Under city rules, the chief of police does not have the authority to fire an officer. Instead, they must send officers whose misconduct they deem severe to disciplinary panels, which occasionally lead to lighter penalties. The new proposal would give the City Council the power to override decisions not to fire, still leaving officers the right to appeal through the courts.

Mayor Karen Bass vetoed a similar bid to rework the disciplinary process in 2024.

The latest proposals drew cautious optimism from activists, many of whom claim the Police Commission is too cozy with the LAPD and have pushed for stronger independent oversight.

Godfrey Plata, deputy director of the nonprofit L.A. Forward, called the proposals a “huge victory” in the fight for police accountability.

“Months ago, police reform wasn’t even on the Charter Commission’s to-do list. Today, because community members came together to force conversations that likely never would have happened on their own, we have multiple reforms headed to City Council,” Plata said.

The Police Commission and LAPD issued nearly identical statements that said they are looking forward to working with the City Council on the charter reform process.
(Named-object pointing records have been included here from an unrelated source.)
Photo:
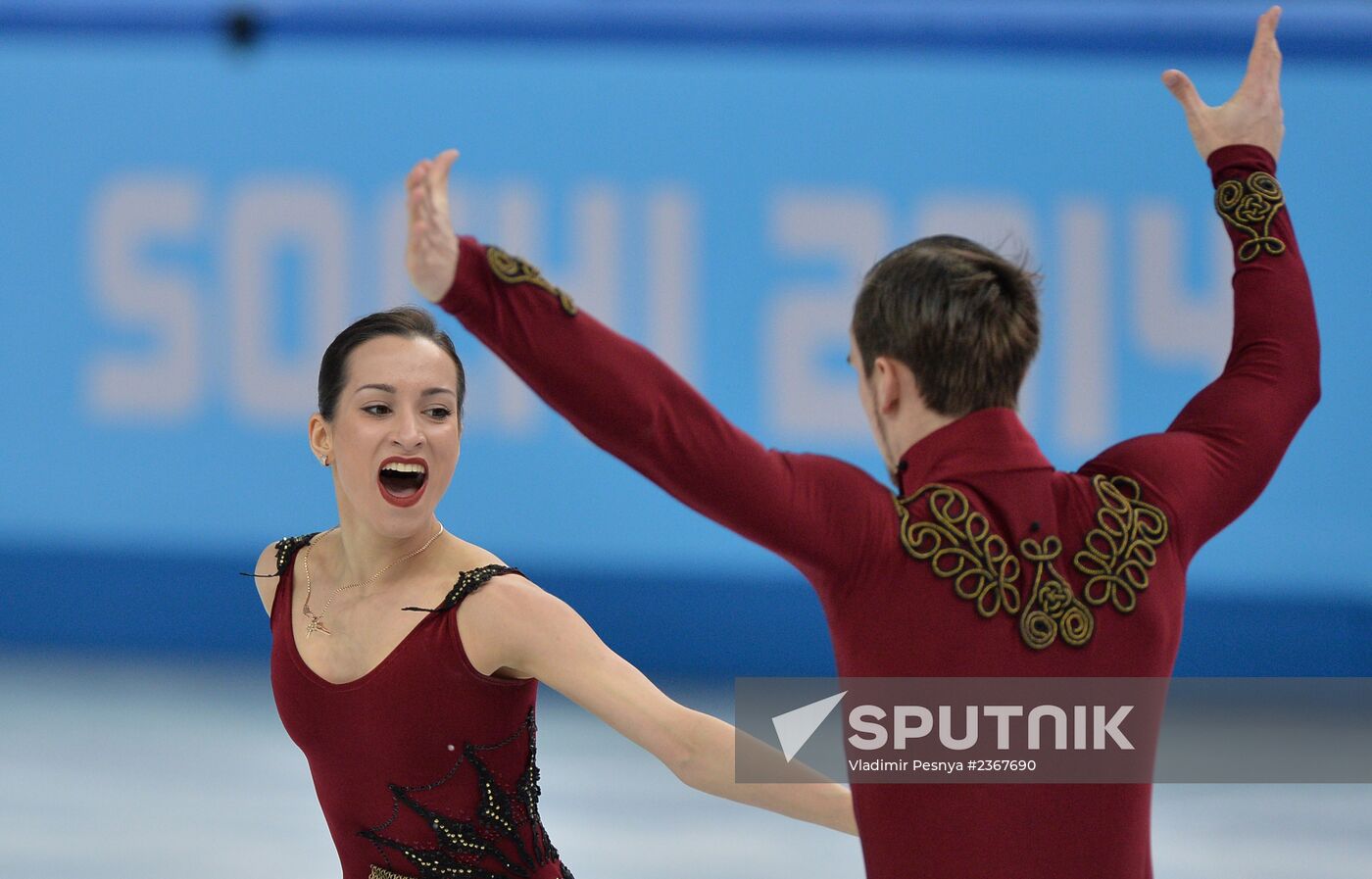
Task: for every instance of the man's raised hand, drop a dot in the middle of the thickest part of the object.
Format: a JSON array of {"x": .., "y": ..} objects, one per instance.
[
  {"x": 1252, "y": 114},
  {"x": 431, "y": 248}
]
An LAPD spokesman declined to say how Chief Jim McDonnell felt about the proposal, saying it wasn’t “in his interests to give his opinion on something like this as long as it’s still with the full council.”

Samantha Stevens, a Los Angeles political consultant and former legislative staffer, said she is worried the proposed changes are a shortsighted solution to address police abuses that will create another layer of bureaucracy.

“If we don’t like how they’re running things, we should replace the commissioners.” she said. “I don’t know that this will be as effective when you’ve got 15 councilmembers now telling LAPD what to do in their own districts. Is that now too many cooks in the kitchen?”

The charter commission, which has been meeting since last July, must send all its recommended changes to the City Council by April 2.